Costa glanced at the woman. She wouldn’t meet his eye. He knew why.

“We’ve met before,” he said, and led her to the rear of the car.

Falcone was still on the phone, talking, listening, issuing rapid instructions to someone on the other end.

Costa got behind the wheel and gunned the muscular engine.

“Esposito is at a liaison meeting with the Carabinieri,” the inspector revealed when he ended the call. “He’ll know what’s happening by now, but at least he isn’t in the Questura.” He reached beneath the dashboard, pulled out the blue light, opened the passenger window, and set it on the roof. “Let’s get there before he does.”

Costa wheeled the powerful Lancia around the cobbles, sending the limousine chauffeurs scattering, filling the Roman afternoon with the screech of a klaxon.
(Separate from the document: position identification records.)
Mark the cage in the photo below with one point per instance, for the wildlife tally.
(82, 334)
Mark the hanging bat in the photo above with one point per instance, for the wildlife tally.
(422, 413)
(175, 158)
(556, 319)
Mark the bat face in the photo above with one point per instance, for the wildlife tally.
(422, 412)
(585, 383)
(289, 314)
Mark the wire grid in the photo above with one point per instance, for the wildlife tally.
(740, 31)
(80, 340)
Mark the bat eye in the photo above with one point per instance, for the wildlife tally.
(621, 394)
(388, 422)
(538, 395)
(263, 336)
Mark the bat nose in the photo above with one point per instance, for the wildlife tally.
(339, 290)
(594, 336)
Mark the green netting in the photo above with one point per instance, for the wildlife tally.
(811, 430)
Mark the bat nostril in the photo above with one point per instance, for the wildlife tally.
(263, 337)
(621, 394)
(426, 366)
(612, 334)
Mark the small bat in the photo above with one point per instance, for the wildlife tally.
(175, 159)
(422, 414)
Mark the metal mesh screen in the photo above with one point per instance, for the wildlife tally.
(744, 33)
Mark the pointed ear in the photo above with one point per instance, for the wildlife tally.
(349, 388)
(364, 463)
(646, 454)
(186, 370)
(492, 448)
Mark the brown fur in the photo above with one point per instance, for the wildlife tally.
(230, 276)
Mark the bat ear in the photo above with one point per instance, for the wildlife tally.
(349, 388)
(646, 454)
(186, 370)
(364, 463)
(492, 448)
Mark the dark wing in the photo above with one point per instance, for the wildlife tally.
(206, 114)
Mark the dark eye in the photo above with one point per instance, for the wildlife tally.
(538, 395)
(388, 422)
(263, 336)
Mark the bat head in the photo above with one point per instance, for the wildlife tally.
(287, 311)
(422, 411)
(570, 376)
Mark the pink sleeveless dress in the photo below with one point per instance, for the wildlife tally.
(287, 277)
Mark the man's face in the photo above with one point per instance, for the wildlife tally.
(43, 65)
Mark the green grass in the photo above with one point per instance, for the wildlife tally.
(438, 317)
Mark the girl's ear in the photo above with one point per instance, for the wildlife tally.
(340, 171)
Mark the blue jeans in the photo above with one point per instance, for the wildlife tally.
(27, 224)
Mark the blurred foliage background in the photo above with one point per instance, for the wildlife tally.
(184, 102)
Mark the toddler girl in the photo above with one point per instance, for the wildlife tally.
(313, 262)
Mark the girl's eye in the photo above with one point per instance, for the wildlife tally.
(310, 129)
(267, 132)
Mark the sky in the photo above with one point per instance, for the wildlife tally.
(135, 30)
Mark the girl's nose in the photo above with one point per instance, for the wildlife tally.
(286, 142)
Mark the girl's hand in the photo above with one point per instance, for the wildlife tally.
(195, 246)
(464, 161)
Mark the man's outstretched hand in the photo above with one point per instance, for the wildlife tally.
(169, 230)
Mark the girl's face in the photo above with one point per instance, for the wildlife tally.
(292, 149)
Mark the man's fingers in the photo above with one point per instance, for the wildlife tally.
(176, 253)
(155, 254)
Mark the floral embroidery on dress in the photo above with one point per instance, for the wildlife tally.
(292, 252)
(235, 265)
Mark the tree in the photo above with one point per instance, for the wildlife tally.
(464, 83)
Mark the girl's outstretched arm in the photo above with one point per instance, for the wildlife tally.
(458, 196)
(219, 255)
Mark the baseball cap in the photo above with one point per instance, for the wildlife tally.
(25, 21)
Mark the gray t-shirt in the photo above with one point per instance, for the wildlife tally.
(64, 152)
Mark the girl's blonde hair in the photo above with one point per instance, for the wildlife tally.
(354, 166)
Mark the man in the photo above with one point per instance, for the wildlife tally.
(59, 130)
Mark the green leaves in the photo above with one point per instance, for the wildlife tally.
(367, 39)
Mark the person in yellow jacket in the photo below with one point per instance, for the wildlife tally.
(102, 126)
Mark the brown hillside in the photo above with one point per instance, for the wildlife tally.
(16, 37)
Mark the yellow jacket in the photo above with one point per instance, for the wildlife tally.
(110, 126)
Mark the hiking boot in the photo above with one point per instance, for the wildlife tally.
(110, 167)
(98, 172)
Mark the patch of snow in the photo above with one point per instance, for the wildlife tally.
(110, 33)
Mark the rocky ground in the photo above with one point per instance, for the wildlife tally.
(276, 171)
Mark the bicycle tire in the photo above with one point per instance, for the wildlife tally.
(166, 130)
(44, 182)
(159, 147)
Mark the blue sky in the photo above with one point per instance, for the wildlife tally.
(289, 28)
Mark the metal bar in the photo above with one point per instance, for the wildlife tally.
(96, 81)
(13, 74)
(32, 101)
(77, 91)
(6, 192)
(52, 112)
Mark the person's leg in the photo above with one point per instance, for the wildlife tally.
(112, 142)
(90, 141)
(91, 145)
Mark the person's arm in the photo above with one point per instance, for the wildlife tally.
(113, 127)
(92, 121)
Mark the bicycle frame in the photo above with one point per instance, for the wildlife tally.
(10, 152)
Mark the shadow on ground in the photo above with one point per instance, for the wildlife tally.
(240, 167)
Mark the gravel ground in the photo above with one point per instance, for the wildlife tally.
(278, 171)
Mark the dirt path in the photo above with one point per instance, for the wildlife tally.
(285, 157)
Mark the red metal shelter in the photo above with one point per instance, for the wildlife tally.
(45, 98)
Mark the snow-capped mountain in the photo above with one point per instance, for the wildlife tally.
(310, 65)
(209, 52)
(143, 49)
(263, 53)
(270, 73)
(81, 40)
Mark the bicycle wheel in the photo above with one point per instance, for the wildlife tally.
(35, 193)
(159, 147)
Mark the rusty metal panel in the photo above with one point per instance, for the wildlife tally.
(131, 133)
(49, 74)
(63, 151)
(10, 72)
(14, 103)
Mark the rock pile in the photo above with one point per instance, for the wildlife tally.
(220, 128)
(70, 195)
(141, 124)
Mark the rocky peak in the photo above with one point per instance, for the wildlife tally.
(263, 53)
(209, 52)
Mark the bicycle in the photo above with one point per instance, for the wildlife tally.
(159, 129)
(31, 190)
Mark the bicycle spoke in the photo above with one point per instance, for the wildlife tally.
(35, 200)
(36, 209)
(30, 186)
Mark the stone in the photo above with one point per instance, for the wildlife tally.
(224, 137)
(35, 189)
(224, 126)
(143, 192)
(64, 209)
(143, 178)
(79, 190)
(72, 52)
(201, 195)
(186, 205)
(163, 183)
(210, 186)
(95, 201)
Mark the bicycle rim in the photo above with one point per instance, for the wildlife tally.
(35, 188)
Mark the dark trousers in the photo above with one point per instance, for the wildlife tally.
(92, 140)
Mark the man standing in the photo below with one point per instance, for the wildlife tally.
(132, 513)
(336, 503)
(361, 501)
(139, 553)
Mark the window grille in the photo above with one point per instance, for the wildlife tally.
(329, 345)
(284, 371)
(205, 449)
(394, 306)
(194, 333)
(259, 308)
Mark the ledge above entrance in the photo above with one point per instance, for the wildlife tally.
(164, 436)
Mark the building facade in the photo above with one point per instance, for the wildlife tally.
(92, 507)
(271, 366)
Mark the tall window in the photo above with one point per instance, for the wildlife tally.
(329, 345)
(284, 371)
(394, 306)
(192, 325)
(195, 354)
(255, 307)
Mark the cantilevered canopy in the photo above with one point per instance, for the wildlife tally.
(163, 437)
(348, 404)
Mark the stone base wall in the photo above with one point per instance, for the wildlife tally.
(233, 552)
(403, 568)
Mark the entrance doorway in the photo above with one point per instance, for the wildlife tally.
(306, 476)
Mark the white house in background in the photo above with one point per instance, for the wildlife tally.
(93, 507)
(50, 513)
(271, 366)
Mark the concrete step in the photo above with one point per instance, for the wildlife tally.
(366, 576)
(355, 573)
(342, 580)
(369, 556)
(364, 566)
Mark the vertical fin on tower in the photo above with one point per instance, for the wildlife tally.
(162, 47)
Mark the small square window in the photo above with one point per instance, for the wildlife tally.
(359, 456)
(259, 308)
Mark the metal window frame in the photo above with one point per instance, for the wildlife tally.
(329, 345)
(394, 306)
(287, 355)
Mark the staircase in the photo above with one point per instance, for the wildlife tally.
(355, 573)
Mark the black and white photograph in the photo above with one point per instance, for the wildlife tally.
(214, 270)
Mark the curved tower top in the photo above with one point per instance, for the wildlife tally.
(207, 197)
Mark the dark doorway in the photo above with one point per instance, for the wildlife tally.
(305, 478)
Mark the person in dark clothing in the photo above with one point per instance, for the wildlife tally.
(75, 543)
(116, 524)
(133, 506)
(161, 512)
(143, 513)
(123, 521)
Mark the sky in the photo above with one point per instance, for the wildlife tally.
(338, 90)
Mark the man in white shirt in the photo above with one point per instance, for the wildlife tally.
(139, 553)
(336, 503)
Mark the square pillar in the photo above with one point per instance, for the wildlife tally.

They roared down a deserted Via XXIV Maggio, into the roadblock near the Via dei Fori Imperiali. Falcone had the window down before they even got to the Carabinieri post there, screaming at the officers to open the barriers into the empty road by the scattered ruins of the Forum.

For once the men in dark blue didn’t argue. The street was open to them the moment the Lancia arrived. They were through, racing toward the Piazza Venezia.

Only a few pedestrians wandered across the bare cobbles, anxiously striding out of the way of the approaching police car with its siren blaring and light flashing.

Costa flung the Lancia into the main street of Vittorio Emanuele, found a further Carabinieri unit opening another barrier for them, one that would take them back into the traffic beyond Palombo’s ring of steel.

“Everyone’s very cooperative,” Peroni observed from the backseat.

Costa glanced in the mirror. The big cop and Rosa sat close on either side of the Ybarra woman, who seemed lost, as if none of this were quite real.

Peroni had a point. This had been so easy.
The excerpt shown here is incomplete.